Zulip Chat Archive
Stream: lean4
Topic: Guidelines on coercion instances
Gabriel Ebner (Apr 01 2021 at 15:34):
In Lean 3, we had pretty strict restrictions on possible coercion instances. For example, has_coe α t was always forbidden. Otherwise you easily ran into nontermination.
I thought that the new type-class synthesis algorithm in Lean 4 solved these nontermination issues in a more principled way, but I've just ran into this at first glance unrelated error with a seemingly innocent coercion:
def Cached {α : Type _} (a : α) := { b // b = a }
instance {a : α} : Coe (Cached a) α where
coe x := x.1
def foo (a b : List Nat) := a ++ b -- times out
Gabriel Ebner (Apr 01 2021 at 15:35):
Replacing Coe by either CoeHead or CoeTail fixes the issue, but of course restricts the coercion.
Daniel Selsam (Apr 01 2021 at 15:58):
@Gabriel Ebner Tabling only prevents cycles under the bounded-term-size hypothesis, which means that the terms do not grow arbitrarily big. In your example, the instance effectively says "whenever you are trying to prove any goal α, try to prove the bigger goal @Cached α a". The trace shows this:
[Meta.synthInstance.newSubgoal] Coe (List Nat) (List Nat)
...
[Meta.synthInstance.newSubgoal] Coe (List Nat) (@Cached (List Nat) _tc.0)
...
[Meta.synthInstance.newSubgoal] Coe (List Nat) (@Cached (@Cached (List Nat) _tc.0) _tc.1)
...
[Meta.synthInstance.newSubgoal] Coe (List Nat) (@Cached (@Cached (@Cached (List Nat) _tc.0) _tc.1) _tc.2)
...
We don't have a great solution to this problem in general, though this instance seems like an ideal candidate for a head/tail restriction. I know Leo has thought about this problem a lot recently, and played with many heuristics for detecting "bad traces", but I don't know what his current thoughts are. There are many other options (e.g. iterative deepening) but no silver bullet yet AFAIK.

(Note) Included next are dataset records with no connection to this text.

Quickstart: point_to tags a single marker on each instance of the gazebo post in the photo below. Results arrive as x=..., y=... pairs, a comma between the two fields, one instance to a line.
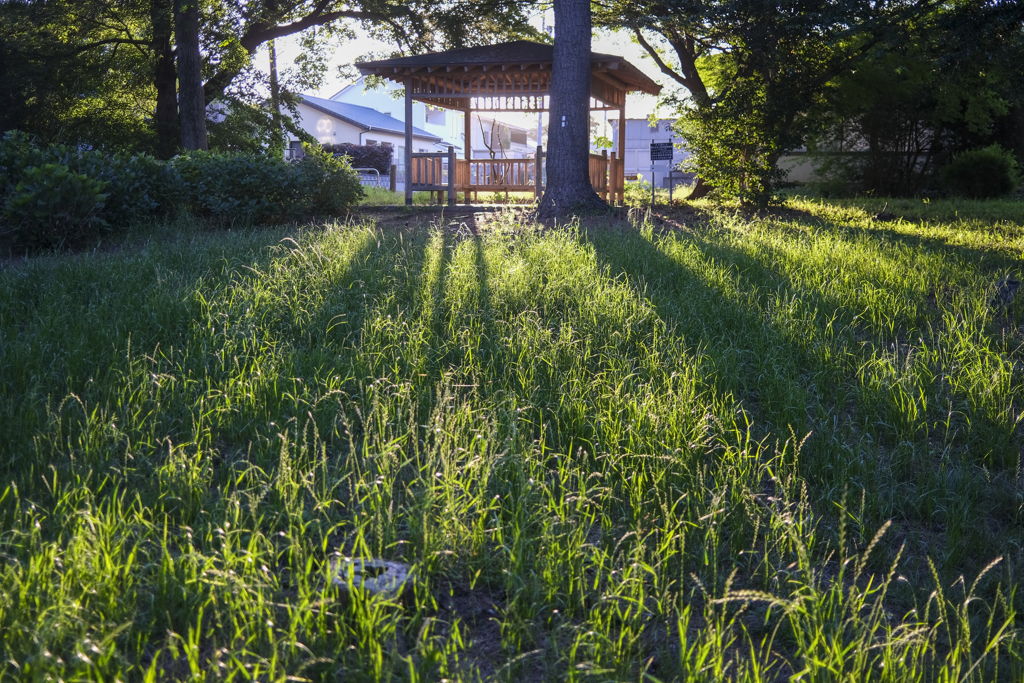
x=621, y=182
x=467, y=125
x=459, y=80
x=409, y=140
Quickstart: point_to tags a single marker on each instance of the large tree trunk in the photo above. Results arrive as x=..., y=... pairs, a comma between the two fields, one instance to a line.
x=568, y=188
x=192, y=103
x=166, y=115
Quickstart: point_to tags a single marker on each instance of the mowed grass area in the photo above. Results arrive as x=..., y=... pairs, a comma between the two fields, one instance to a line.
x=698, y=445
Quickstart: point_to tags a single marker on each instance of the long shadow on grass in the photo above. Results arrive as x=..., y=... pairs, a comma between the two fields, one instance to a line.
x=778, y=381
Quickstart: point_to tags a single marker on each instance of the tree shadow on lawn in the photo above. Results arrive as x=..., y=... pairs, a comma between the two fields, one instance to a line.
x=781, y=382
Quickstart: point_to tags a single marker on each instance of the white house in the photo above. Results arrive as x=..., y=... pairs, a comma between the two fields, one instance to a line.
x=333, y=122
x=639, y=134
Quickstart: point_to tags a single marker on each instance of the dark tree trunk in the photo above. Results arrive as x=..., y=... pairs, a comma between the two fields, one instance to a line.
x=700, y=189
x=166, y=115
x=192, y=103
x=568, y=188
x=279, y=141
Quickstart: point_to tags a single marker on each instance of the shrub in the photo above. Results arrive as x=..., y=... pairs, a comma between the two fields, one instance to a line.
x=17, y=153
x=238, y=186
x=365, y=156
x=51, y=206
x=981, y=173
x=328, y=183
x=138, y=185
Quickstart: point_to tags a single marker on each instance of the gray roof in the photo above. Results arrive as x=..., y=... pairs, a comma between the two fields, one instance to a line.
x=515, y=52
x=365, y=117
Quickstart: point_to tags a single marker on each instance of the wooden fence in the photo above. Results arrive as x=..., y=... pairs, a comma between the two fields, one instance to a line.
x=431, y=172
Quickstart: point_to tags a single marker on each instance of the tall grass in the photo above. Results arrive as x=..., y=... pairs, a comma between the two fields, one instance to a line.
x=742, y=449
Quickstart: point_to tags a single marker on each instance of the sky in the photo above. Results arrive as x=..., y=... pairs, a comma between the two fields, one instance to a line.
x=638, y=105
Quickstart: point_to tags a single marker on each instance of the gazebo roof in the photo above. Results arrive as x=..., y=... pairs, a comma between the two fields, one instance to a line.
x=521, y=55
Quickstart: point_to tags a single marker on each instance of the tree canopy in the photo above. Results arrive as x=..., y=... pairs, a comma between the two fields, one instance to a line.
x=102, y=74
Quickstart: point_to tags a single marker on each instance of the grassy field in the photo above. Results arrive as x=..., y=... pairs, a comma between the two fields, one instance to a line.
x=695, y=445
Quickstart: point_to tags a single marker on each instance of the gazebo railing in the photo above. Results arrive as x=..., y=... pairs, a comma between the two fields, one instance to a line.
x=431, y=171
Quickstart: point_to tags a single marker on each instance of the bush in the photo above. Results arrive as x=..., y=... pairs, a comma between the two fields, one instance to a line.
x=328, y=182
x=365, y=156
x=237, y=186
x=53, y=195
x=51, y=206
x=137, y=186
x=981, y=173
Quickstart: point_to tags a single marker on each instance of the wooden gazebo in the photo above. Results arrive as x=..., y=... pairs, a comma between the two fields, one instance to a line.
x=507, y=77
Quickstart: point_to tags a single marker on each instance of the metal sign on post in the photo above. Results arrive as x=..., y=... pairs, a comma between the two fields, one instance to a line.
x=658, y=152
x=662, y=152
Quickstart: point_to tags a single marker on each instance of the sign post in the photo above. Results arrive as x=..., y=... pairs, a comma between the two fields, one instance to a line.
x=658, y=152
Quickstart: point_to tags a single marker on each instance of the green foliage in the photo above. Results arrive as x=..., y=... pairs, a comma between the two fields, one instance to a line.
x=51, y=206
x=611, y=455
x=637, y=193
x=944, y=84
x=329, y=184
x=137, y=185
x=981, y=173
x=228, y=187
x=379, y=157
x=735, y=142
x=246, y=187
x=237, y=186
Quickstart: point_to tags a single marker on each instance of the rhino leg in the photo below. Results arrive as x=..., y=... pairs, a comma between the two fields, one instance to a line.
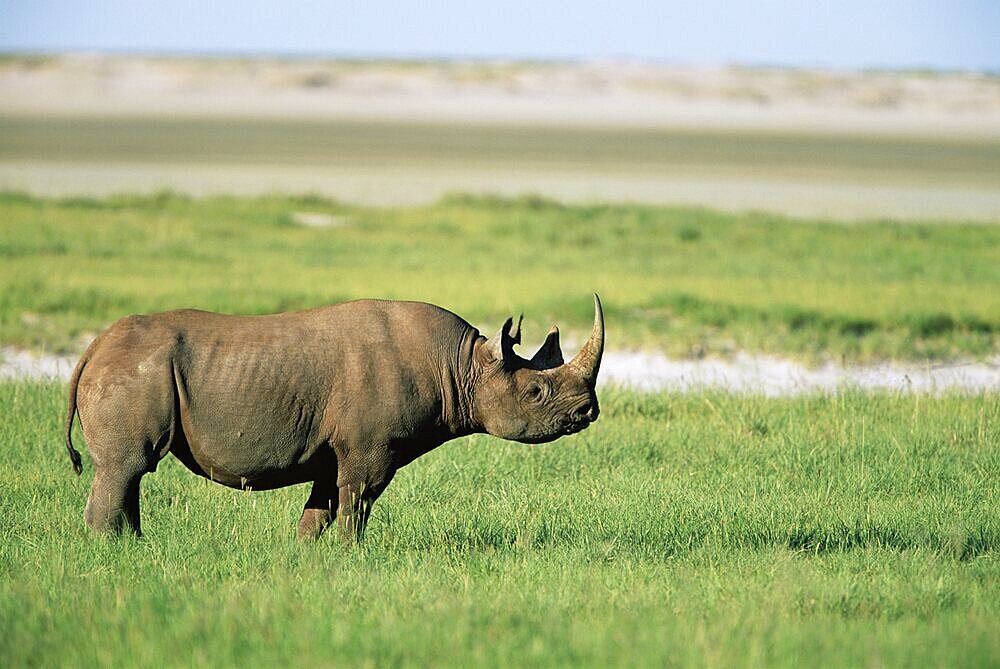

Daniel Selsam (Apr 01 2021 at 16:04):
There are a few other funny things about this example. The identity coercion should probably have maximum priority:
def Cached (α : Type _) (a : α) := { b // b = a }
instance {a : α} : Coe (Cached α a) α where
coe x := x.1
instance : Coe α α where
coe x := x
def foo (a b : List Nat) := a ++ b -- works now, since the coercion becomes id
Daniel Selsam (Apr 01 2021 at 16:25):
(deleted)
Joe Hendrix (Apr 01 2021 at 16:58):
@Daniel Selsam I just realized that I've had an implicitly operational interpretation of coercions as trying to convert a value to match an argument type (e.g., starting from the type of the value and trying to find an coercion to the argument type).
Are coercisions searches fully bidirectional? Would it be useful/feasible to have oriented coercisions (or perhaps more generally triggered instances) that require a specific Coe form to apply? There may be similarities with SMT heuristics for instantiating universally quantified variables.
Daniel Selsam (Apr 01 2021 at 17:11):
@Joe Hendrix Currently, coercions are handled by the typeclass mechanism, so the search is effectively defined by the typeclass instances, most of which are defined in https://github.com/leanprover/lean4/blob/master/src/Init/Coe.lean
Joe Hendrix (Apr 01 2021 at 17:21):
Thanks. It looks like it could be pretty programmable, maybe the Cached coercision above could use CoeHead or one of the more restricted type classes.
Gabriel Ebner (Apr 01 2021 at 17:36):
In your example, the instance effectively says "whenever you are trying to prove any goal α, try to prove the bigger goal @Cached α a
This is not a property of type-class inference itself, but of the way that the *Coe* instances are set up. (The type class instance itself says "whenever you prove Coe (Cached a) α, you need to prove nothing else".) This particular instance also seems to have changed since Lean 3. Coe (Foo α) α used to be okay while Coe α (Foo α) was forbidden. Now it seems to be the other way around.
It's good to know that the Lean 3 issues with transitive coercions are still there, and need similar workarounds. I won't push the issue if the coercion design is still subject to change anyhow. I don't think this pathological type class encoding (i.e., encoding a transitive predicate as a typeclass) is used for anything else either.
Daniel Selsam (Apr 01 2021 at 17:41):
This is not a property of type-class inference itself, but of the way that the Coe instances are set up.
Yes, my response was poorly worded. FYI here is the Lean4 instance in question: https://github.com/leanprover/lean4/blob/master/src/Init/Coe.lean#L70 as you said, the corresponding Lean3 one goes in the other direction: https://github.com/leanprover-community/lean/blob/master/library/init/coe.lean#L95
Last updated: Dec 20 2023 at 11:08 UTC